Coster v. UIP Companies, Inc.
Facts
Coster and Schwat each owned fifty percent of UIP and deadlocked in repeated efforts to elect directors. Coster then filed a custodian action seeking appointment of a broadly empowered custodian, which the Court of Chancery found threatened UIP because many key contracts could be terminated if such a custodian were appointed. In response, UIP's board issued a one-third equity interest to Bonnell, a long-time and important employee who had long been promised equity, for a price previously found entirely fair. The stock sale diluted Coster from one-half to one-third ownership, broke the deadlock, and mooted the custodian action.
Issue
When a board issues stock in a way that interferes with director elections or stockholder voting rights in a control dispute, what standard governs review of that action?

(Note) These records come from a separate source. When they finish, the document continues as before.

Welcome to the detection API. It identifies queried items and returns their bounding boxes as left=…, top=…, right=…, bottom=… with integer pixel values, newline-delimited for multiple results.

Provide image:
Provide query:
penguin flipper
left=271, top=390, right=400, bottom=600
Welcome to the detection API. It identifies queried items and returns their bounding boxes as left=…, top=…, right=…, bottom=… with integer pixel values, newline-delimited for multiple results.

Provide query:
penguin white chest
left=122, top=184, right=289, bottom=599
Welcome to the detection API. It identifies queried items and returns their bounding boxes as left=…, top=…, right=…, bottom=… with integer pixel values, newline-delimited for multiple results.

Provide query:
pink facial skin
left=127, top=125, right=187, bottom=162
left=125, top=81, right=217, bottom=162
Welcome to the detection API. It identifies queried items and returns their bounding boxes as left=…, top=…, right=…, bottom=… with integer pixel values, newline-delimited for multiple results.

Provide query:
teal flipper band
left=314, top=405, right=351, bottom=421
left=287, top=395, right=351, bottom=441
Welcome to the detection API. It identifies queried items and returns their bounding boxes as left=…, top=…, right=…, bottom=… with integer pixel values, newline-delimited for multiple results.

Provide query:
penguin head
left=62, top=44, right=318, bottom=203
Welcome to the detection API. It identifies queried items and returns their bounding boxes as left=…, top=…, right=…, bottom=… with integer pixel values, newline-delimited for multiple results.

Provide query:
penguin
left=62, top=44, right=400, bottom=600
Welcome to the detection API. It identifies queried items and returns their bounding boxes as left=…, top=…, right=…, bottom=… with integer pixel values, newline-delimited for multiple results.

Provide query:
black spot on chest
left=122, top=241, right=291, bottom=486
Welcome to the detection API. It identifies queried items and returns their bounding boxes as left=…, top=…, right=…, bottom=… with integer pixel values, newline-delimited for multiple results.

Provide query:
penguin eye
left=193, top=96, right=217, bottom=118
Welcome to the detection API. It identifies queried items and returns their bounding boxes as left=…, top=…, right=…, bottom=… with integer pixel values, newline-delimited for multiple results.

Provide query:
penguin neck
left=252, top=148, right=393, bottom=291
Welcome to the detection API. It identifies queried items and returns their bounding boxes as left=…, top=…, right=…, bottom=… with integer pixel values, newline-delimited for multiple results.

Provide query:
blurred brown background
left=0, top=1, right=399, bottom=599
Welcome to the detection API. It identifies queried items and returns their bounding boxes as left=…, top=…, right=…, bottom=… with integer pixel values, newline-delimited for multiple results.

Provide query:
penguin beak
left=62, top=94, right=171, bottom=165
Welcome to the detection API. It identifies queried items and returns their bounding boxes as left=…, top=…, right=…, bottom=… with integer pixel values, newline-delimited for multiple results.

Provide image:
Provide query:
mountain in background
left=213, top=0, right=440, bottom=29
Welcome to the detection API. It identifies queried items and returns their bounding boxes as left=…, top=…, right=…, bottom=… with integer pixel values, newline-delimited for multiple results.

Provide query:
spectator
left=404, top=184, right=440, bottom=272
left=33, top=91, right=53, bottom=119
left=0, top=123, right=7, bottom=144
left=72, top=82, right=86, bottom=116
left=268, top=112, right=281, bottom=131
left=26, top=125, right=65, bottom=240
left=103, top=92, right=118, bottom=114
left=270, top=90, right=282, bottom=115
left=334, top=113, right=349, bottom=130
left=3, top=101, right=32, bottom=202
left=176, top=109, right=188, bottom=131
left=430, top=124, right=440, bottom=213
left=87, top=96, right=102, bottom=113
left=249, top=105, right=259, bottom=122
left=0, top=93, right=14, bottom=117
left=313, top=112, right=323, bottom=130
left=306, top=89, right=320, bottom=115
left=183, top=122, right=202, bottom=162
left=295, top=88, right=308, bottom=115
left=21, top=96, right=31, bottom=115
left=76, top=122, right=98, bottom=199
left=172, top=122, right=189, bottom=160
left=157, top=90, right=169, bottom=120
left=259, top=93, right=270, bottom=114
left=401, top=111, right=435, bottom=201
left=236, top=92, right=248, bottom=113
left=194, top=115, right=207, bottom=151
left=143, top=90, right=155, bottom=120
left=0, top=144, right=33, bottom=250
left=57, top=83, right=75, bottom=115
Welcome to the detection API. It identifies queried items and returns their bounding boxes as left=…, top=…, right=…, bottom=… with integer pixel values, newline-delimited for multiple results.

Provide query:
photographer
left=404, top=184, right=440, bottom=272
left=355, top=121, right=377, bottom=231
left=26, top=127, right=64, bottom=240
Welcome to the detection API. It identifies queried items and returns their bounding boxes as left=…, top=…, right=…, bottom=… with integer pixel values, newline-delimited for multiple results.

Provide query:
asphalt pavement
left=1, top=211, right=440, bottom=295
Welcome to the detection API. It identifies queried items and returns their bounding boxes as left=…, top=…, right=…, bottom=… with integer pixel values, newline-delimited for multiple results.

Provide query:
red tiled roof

Under that standard, did UIP's board act improperly or without sufficient justification when it approved the stock sale to Bonnell?
Rule
When a stockholder challenges board action that interferes with the election of directors or a stockholder vote in a contest for corporate control, enhanced scrutiny under Unocal governs and can subsume Schnell and Blasius concerns. The board bears the burden to show, first, that it faced a real, nonpretextual threat to an important corporate interest or significant corporate benefit and that its motivations were proper, not selfish or disloyal; and second, that its response was reasonable in relation to the threat and was not preclusive or coercive of the stockholder franchise.